Breakpoint

Intermittent DNS Resolution Failures

A microservices platform is experiencing random connection failures between services. The errors are sporadic and affect different service pairs at different times. Infrastructure team says "nothing changed." SRE is escalating.

System Overview

A Kubernetes-based microservices platform with 12 services communicating via internal DNS (service-name.namespace.svc.cluster.local). CoreDNS handles cluster DNS resolution. Services use HTTP clients with default connection pooling.

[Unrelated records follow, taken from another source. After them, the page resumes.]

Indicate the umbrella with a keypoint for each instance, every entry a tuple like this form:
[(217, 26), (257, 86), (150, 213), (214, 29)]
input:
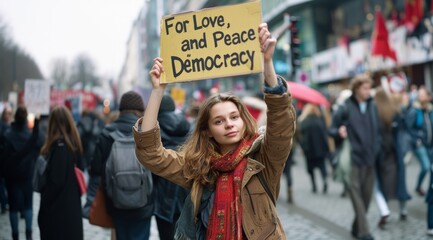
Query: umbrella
[(304, 93)]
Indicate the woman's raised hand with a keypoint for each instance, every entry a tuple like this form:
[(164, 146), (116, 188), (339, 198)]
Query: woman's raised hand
[(267, 43), (155, 73)]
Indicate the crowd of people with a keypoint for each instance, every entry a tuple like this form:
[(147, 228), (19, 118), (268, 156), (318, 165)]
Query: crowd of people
[(206, 173)]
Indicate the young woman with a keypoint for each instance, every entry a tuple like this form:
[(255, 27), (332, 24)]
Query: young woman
[(390, 168), (233, 171), (21, 148), (60, 210)]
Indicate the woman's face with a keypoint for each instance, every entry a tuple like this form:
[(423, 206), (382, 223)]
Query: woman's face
[(226, 126), (363, 92)]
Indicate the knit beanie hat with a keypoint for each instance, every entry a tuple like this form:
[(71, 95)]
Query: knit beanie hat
[(167, 104), (131, 101)]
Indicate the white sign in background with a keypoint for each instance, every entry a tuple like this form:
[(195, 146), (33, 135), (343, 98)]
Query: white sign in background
[(37, 96)]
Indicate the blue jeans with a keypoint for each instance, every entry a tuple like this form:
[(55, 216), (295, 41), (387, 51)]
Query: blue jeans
[(430, 216), (3, 196), (132, 229), (424, 163)]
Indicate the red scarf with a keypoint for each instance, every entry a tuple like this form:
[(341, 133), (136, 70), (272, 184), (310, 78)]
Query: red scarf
[(225, 221)]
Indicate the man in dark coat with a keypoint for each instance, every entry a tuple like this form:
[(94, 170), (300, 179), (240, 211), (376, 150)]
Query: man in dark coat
[(169, 197), (22, 147), (129, 223), (357, 119)]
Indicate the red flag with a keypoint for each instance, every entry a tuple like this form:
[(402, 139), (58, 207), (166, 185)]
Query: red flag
[(413, 13), (379, 39)]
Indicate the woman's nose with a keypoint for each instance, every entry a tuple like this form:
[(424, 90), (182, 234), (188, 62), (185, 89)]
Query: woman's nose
[(229, 124)]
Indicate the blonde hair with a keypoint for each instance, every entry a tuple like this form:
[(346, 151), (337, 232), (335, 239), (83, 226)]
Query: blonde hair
[(62, 126), (386, 107), (359, 80), (199, 147)]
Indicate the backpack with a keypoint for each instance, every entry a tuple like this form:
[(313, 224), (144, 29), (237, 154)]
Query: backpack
[(128, 184)]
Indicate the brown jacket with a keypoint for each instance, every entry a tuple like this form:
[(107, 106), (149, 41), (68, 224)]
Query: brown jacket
[(270, 151)]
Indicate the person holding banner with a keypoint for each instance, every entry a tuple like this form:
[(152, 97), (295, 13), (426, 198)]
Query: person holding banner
[(232, 169)]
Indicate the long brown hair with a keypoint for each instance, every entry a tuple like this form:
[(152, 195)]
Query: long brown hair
[(62, 126), (386, 107), (198, 148)]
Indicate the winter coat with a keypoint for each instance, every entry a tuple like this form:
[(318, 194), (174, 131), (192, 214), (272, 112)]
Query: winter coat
[(314, 141), (102, 150), (416, 124), (60, 208), (266, 157), (21, 148), (365, 145), (169, 197), (391, 170)]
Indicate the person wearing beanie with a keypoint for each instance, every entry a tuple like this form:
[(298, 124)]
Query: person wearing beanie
[(169, 197), (131, 101), (127, 222), (21, 148)]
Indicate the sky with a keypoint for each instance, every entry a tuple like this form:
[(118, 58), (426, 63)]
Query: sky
[(50, 29)]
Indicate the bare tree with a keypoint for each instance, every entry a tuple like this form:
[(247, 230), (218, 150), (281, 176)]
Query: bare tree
[(15, 64), (59, 72), (83, 72)]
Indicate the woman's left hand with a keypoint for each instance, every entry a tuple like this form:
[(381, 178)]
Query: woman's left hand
[(267, 43)]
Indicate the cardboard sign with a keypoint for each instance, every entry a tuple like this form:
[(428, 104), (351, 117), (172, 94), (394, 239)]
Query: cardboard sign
[(215, 42), (37, 96)]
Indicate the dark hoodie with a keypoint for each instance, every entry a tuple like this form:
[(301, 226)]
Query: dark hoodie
[(169, 197)]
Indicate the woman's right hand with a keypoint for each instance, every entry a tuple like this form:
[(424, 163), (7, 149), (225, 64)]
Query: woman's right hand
[(342, 131), (155, 73)]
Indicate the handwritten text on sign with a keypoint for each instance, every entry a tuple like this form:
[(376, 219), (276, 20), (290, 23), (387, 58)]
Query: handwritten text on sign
[(37, 96), (217, 42)]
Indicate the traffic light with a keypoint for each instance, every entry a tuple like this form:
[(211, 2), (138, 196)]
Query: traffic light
[(295, 43)]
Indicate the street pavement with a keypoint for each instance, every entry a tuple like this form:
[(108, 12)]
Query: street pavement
[(313, 216)]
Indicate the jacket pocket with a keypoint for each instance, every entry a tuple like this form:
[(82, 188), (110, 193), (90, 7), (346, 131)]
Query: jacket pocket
[(258, 206)]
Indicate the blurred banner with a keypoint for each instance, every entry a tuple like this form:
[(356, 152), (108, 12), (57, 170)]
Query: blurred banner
[(216, 42), (37, 96)]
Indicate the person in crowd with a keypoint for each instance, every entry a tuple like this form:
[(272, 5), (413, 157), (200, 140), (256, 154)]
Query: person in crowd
[(128, 223), (357, 119), (89, 126), (226, 161), (390, 167), (314, 142), (413, 94), (419, 120), (169, 197), (21, 148), (94, 181), (60, 208), (6, 120)]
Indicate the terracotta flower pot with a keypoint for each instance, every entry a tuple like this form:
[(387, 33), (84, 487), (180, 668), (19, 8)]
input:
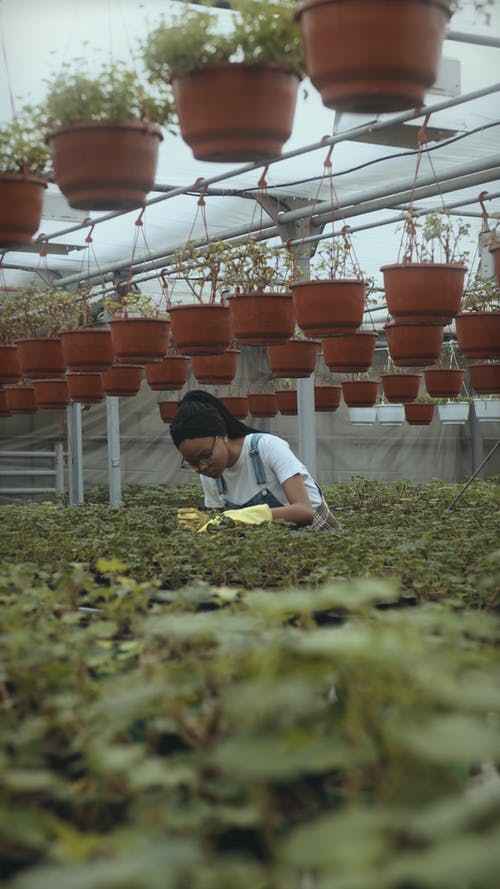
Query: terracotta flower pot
[(123, 380), (327, 398), (262, 318), (10, 372), (216, 369), (326, 308), (238, 405), (351, 352), (88, 349), (234, 112), (21, 202), (419, 413), (168, 410), (424, 292), (105, 165), (414, 344), (478, 334), (4, 408), (485, 378), (295, 359), (201, 329), (262, 404), (372, 56), (51, 394), (21, 399), (169, 374), (443, 382), (85, 388), (287, 402), (41, 357), (360, 393), (400, 388), (139, 340)]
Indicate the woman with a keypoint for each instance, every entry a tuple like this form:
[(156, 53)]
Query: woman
[(253, 475)]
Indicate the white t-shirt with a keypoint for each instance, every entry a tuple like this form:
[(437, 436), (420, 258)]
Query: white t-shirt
[(279, 463)]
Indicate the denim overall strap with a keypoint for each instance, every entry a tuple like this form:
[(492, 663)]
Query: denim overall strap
[(262, 496)]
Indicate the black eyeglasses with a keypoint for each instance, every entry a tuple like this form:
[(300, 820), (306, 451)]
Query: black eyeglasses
[(205, 458)]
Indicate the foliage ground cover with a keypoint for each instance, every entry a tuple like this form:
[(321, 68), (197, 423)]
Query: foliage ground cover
[(255, 708)]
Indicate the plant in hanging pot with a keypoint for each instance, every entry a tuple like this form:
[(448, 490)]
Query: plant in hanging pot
[(260, 300), (139, 326), (234, 91), (104, 135), (372, 56), (445, 381), (41, 315), (332, 300), (478, 322), (399, 386), (427, 286), (203, 327), (24, 164)]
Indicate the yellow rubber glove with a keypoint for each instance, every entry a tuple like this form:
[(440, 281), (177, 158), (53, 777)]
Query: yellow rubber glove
[(247, 515), (191, 519)]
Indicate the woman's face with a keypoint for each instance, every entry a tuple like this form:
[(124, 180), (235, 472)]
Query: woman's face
[(208, 456)]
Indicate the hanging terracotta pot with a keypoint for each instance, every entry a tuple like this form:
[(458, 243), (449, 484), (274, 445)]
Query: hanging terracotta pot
[(443, 382), (424, 292), (287, 402), (169, 374), (139, 340), (4, 409), (232, 112), (88, 349), (10, 372), (414, 344), (326, 308), (123, 380), (237, 404), (105, 165), (21, 399), (372, 56), (41, 357), (262, 318), (351, 352), (360, 393), (201, 329), (419, 413), (327, 398), (400, 388), (85, 388), (485, 378), (168, 409), (262, 404), (295, 359), (51, 394), (21, 202), (478, 334), (216, 369), (495, 250)]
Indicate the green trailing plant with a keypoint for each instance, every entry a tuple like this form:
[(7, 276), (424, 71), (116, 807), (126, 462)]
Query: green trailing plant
[(481, 295), (260, 32), (255, 267), (436, 237), (79, 92), (22, 144)]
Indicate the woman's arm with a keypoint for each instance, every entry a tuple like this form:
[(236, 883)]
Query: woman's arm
[(299, 510)]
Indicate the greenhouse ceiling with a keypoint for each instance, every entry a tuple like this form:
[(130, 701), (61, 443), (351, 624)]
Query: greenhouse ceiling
[(373, 160)]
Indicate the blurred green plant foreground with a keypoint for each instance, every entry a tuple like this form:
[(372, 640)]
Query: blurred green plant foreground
[(257, 708)]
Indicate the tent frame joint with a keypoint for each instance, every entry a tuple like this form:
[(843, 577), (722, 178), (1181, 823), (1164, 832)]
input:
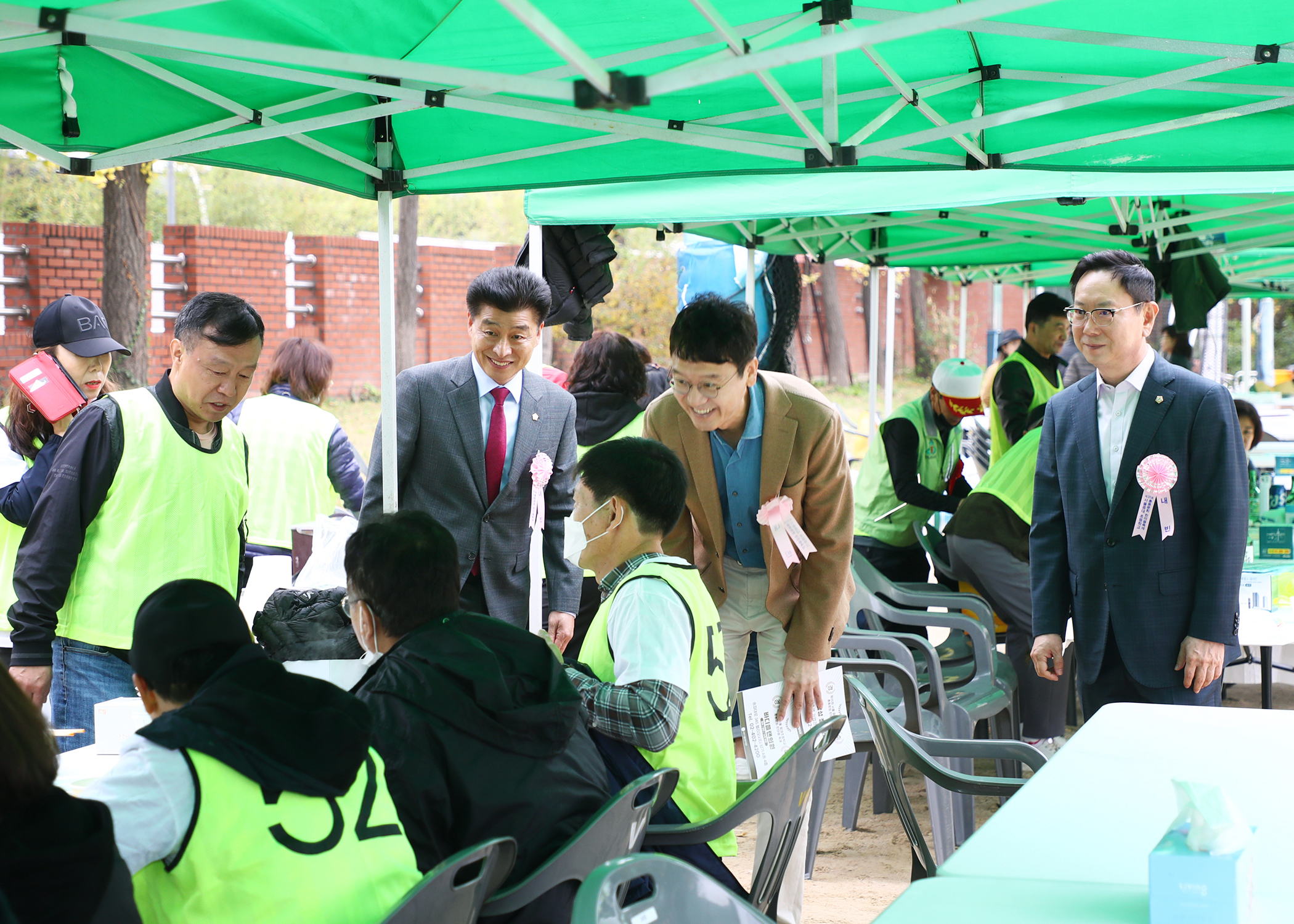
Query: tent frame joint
[(627, 92)]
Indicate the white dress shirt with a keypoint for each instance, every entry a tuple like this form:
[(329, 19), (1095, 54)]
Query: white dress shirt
[(1115, 409), (511, 411)]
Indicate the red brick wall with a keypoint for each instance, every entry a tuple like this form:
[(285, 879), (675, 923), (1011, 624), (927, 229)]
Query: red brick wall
[(250, 264)]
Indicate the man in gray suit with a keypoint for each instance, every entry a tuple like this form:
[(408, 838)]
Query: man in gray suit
[(469, 430), (1154, 586)]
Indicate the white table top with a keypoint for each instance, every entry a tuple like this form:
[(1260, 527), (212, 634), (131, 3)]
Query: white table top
[(1099, 808)]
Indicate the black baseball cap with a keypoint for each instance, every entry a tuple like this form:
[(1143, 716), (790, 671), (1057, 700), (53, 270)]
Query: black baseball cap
[(183, 617), (74, 324)]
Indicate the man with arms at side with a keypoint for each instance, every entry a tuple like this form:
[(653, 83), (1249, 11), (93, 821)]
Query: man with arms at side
[(148, 487), (481, 730), (1030, 376), (746, 438), (1154, 615), (469, 430), (655, 693)]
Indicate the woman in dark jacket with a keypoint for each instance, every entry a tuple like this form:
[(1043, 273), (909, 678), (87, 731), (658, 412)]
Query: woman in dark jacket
[(607, 379), (59, 860)]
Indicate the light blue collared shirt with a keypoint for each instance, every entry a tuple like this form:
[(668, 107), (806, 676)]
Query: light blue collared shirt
[(511, 411), (738, 476)]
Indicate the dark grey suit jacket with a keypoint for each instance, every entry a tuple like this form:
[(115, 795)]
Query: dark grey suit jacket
[(1083, 558), (442, 465)]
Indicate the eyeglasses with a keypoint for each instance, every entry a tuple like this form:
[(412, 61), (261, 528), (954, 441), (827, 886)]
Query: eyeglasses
[(1103, 317), (707, 389)]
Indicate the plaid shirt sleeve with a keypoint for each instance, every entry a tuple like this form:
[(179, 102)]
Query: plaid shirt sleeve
[(645, 713)]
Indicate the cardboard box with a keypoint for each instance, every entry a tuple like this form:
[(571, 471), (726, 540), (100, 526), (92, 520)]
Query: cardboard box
[(1189, 887), (1276, 543), (115, 721)]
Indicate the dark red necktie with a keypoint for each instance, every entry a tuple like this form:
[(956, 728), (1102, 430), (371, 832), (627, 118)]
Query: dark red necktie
[(496, 451)]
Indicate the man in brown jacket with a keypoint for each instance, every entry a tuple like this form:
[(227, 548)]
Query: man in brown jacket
[(747, 437)]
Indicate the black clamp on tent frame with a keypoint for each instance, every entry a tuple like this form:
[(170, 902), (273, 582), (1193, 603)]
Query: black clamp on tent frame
[(842, 156), (391, 182), (832, 10), (627, 92)]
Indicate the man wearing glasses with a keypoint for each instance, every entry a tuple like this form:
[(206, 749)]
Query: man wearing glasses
[(746, 438), (469, 430), (1141, 509)]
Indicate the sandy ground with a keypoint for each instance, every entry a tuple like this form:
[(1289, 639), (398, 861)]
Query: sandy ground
[(857, 874)]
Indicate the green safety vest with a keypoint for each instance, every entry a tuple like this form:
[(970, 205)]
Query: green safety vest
[(173, 511), (1043, 391), (702, 751), (10, 535), (254, 854), (288, 466), (874, 490), (1012, 479)]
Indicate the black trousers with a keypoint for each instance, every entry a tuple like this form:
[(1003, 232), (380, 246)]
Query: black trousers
[(1116, 685)]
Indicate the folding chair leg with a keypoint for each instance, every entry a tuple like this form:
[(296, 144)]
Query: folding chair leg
[(856, 776), (821, 791)]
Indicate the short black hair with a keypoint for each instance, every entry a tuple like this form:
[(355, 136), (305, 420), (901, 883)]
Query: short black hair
[(712, 329), (645, 472), (1125, 267), (193, 668), (405, 567), (510, 289), (1247, 409), (219, 317), (609, 363), (1043, 307)]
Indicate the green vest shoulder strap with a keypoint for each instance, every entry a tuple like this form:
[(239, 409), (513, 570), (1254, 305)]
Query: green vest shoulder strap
[(702, 751), (171, 511), (288, 443), (256, 854), (1011, 479), (877, 511), (1043, 392)]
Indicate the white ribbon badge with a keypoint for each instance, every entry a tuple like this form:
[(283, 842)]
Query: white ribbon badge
[(787, 533), (1156, 474), (541, 470)]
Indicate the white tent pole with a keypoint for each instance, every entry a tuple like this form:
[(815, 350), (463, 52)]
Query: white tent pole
[(962, 324), (1247, 338), (874, 341), (535, 236), (889, 341), (1266, 346), (387, 330)]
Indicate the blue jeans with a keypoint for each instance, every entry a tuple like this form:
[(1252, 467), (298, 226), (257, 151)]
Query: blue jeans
[(84, 675)]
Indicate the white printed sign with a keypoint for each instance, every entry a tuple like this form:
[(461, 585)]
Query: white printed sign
[(768, 739)]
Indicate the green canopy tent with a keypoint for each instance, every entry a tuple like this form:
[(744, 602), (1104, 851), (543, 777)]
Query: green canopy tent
[(1004, 225), (381, 100)]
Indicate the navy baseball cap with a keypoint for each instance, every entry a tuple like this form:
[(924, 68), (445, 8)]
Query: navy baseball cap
[(74, 324)]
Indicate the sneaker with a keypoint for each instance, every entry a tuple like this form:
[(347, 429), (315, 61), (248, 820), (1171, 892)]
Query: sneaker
[(1049, 746)]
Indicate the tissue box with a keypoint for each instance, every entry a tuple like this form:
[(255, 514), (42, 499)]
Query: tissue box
[(1188, 887), (115, 721)]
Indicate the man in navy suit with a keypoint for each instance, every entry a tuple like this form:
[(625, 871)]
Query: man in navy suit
[(1154, 615)]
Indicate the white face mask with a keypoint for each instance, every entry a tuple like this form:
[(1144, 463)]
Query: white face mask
[(575, 541)]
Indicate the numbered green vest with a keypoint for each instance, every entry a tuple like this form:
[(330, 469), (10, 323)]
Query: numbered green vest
[(254, 854), (633, 429), (702, 751), (1043, 391), (10, 535), (288, 466), (1012, 478), (173, 511), (875, 503)]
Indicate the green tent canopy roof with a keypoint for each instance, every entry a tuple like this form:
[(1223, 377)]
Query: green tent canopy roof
[(492, 94)]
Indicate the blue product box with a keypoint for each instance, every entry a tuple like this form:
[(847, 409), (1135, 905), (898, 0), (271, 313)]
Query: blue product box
[(1189, 887)]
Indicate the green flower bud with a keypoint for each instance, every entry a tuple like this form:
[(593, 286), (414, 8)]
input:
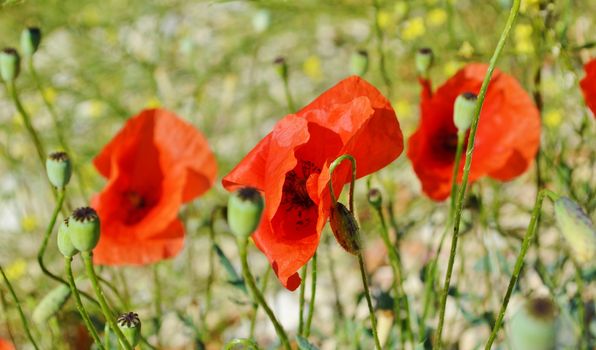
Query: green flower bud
[(130, 325), (345, 228), (59, 169), (424, 60), (244, 211), (463, 110), (281, 66), (375, 198), (51, 304), (30, 39), (577, 228), (65, 245), (533, 326), (359, 62), (83, 229), (10, 64)]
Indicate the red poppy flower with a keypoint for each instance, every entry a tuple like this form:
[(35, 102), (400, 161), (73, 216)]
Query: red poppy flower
[(507, 138), (291, 167), (153, 165), (588, 85)]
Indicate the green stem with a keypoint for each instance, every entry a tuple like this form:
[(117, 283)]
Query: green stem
[(313, 292), (519, 263), (80, 306), (88, 260), (469, 150), (21, 313), (250, 281)]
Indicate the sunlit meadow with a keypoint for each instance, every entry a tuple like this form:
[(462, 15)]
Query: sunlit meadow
[(176, 119)]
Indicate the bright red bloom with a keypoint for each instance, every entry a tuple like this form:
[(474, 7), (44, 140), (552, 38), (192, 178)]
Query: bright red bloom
[(153, 165), (291, 167), (588, 85), (507, 138)]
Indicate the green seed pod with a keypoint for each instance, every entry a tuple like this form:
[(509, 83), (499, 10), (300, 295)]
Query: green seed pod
[(577, 228), (65, 245), (59, 169), (463, 110), (10, 64), (244, 211), (51, 304), (359, 62), (424, 60), (30, 39), (345, 228), (281, 66), (83, 229), (533, 326), (130, 325)]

A new monitoring sidecar was recently added to all pods.

Logs


[2024-09-05 16:00:01] INFO: Handling GET /users/42
[2024-09-05 16:00:01] INFO: Calling profile-service.default.svc.cluster.local:8080/profiles/42
[2024-09-05 16:00:01] ERROR: ENOTFOUND profile-service.default.svc.cluster.local
[2024-09-05 16:00:01] ERROR: Failed to fetch profile for user 42. Returning partial response.
[2024-09-05 16:00:15] INFO: Handling GET /users/42
[2024-09-05 16:00:15] INFO: Calling profile-service.default.svc.cluster.local:8080/profiles/42
[2024-09-05 16:00:15] INFO: Profile fetched successfully for user 42. 200 OK.
[2024-09-05 16:01:00] INFO: Handling GET /users/99
[2024-09-05 16:01:00] INFO: Calling profile-service.default.svc.cluster.local:8080/profiles/99
[2024-09-05 16:01:00] INFO: Profile fetched successfully for user 99. 200 OK.
[2024-09-05 16:02:30] INFO: Calling notification-service.default.svc.cluster.local:8080/send
[2024-09-05 16:02:30] ERROR: ENOTFOUND notification-service.default.svc.cluster.local

Diagnosis & Plan

Based on the logs, what do you think the root cause is, and what are your proposed next steps?